The Ephrata Cloister: .....the First Font on the First U.S. Type-Specimen Broadside
Above: Letters M and S, from the 1748 Märtyrer Spiegel (Martyrs' Mirror). (I used some red Photoshop ink to jazz up these letters.)
Peter Miller, of the Ephrata Cloister, used this display font in his 1748 Martyrs' Mirror, the largest book printed in Colonial United States.
This font is hugely important to the history of American printing, because it also appears as the first font on the first type specimen printed in Colonial United States: the ca. 1740 broadside printed by Christopher Saur in Germantown (near Philadelphia) to advertise his printing services.

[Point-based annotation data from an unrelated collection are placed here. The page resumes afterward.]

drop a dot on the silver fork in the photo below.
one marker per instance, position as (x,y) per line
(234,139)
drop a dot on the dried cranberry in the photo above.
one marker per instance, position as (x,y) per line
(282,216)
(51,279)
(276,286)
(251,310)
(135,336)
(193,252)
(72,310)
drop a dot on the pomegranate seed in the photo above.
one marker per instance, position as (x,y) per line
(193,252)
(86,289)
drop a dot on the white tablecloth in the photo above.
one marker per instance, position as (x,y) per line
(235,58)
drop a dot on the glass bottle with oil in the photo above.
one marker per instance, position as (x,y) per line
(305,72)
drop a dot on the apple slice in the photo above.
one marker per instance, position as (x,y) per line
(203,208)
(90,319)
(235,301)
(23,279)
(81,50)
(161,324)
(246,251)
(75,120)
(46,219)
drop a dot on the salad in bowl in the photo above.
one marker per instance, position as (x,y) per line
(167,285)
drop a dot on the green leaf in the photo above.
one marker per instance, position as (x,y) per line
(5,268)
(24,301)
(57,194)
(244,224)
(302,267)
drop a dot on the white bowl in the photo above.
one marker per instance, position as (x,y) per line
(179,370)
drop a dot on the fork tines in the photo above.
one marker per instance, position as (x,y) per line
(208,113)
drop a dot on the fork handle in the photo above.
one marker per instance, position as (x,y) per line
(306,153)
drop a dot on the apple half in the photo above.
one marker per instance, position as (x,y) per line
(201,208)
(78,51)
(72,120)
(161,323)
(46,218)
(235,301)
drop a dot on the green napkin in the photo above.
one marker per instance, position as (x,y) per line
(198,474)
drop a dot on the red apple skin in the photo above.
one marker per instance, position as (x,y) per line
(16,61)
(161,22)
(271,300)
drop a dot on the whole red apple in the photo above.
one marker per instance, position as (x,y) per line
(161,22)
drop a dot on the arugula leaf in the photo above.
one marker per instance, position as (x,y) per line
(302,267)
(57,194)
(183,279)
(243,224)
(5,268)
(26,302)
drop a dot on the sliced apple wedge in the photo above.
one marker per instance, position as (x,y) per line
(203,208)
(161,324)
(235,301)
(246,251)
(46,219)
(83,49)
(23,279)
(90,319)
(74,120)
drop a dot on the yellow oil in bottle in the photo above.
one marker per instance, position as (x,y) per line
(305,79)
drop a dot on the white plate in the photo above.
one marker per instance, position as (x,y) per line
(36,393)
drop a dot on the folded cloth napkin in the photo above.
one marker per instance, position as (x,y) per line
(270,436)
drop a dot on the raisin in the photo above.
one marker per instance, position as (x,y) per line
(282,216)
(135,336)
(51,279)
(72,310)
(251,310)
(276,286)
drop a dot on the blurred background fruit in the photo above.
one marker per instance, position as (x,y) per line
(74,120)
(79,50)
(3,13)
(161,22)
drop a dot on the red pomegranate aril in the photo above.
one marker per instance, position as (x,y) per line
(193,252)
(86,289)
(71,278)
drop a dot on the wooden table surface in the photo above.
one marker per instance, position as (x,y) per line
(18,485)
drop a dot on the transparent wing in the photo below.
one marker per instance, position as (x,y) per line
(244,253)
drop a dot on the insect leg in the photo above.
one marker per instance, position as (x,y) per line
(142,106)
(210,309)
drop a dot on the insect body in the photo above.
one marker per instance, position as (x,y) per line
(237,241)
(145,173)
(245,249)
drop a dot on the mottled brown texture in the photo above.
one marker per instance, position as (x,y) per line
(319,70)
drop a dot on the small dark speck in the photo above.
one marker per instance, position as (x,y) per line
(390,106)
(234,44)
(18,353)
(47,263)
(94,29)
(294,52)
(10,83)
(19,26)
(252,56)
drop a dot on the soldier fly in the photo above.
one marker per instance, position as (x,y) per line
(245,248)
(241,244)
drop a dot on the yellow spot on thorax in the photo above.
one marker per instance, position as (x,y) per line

Today, one of those Saur broadsides is in Philadelphia, in the collection of the Historical Society of Pennsylvania.
These ornate letters M and S appear throught the Martyrs' Mirror, a book about Christian martyrs.
Saur identifies these large letters as "Sabon." They were designed by an anonymous typographer in Germany, at the Luthersche type foundry in Frankfurt.
...so that makes this the First Photoshopped edition of the First font of the First U.S. type specimen. (I'm riding this font as far as I can take it.)
Above: Alle Menschen sind Erde (All Man is Earth)
Detail of the first type-specimen advertisement printed in Colonial United States. It is a broadside printed by Christopher Saur in Germantown, near Philadelphia, ca. 1740. Peter Miller used this same "Sabon" font in his 1748 Märtyrer Spiegel (Martyrs' Mirror).